La orquesta acomete un delirio de notas y la corriente del baile encuentra rápidamente su desviado cauce.
Antes de entrar, el comisario, como recelando, pregunta si hay alguna novedad.
-Ninguna, señor comisario…-responde, sin inmutarse, doña Eufrasia.
Clavados en la quincha del rancho están los puñales, uno de ellos manchado de sangre.
El comisario, aunque ha visto algo, ya está dispuesto a hacer la vista gorda. Por eso, cuando desde el fondo de la sala una morocha de ojos perversos le alarga una sonrisa, va resueltamente hacia ella, le desliza al oído una palabra galante y, enlazando su cintura, se lanza entre las parejas, que, ágiles, se van envolviendo en el hilo sonoro de un vals.
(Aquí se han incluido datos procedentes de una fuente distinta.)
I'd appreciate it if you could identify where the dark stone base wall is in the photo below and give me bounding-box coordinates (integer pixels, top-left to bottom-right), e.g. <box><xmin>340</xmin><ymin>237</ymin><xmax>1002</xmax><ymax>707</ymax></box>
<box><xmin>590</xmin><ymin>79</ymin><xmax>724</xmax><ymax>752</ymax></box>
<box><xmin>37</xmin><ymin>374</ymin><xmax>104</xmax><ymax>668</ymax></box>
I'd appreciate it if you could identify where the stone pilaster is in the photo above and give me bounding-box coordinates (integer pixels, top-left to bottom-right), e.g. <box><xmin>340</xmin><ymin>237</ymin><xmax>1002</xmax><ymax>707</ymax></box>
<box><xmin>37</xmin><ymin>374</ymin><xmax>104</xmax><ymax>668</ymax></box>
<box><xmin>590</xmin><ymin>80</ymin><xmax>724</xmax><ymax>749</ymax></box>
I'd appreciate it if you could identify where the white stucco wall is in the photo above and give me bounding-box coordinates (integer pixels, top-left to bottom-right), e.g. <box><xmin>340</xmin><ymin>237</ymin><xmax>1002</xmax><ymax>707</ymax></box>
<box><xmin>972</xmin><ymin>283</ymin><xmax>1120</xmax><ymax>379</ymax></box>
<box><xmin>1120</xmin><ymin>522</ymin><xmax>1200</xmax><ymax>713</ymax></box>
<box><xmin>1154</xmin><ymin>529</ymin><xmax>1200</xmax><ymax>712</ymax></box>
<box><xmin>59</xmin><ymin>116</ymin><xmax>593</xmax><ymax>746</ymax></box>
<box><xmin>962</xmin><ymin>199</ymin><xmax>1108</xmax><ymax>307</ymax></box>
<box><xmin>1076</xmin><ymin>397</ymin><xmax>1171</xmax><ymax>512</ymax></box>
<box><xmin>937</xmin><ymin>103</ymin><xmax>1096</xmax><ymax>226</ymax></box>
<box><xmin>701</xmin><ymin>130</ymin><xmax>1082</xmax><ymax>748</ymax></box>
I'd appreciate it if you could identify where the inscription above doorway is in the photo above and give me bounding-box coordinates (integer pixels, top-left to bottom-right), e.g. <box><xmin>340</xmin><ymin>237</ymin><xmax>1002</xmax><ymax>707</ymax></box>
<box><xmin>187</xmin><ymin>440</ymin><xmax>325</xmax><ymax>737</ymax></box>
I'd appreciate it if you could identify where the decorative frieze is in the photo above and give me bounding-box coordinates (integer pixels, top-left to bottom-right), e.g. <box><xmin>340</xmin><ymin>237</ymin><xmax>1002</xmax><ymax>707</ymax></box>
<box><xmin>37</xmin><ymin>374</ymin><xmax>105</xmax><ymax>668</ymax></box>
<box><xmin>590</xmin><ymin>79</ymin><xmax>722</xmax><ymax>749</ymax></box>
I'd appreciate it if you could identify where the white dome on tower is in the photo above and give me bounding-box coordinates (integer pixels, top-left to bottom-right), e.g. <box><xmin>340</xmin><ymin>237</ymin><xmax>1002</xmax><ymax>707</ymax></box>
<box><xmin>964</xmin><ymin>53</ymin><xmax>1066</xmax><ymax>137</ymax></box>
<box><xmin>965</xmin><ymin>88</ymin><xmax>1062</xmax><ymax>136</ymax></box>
Al llegar junto a la puerta, le grita a su asistente:
-¡Sargento! Aflójele la cincha al doradillo.
En un rincón se reanuda el interrumpido diálogo:
-¡Bien asertao, compadre! Les quedaba algo…
-Asigún, comadre…Créiba que había más cáscara…
-Y, en cambio, había más cerne…¡Dios se los conserve! ¿Otro mate, compadre?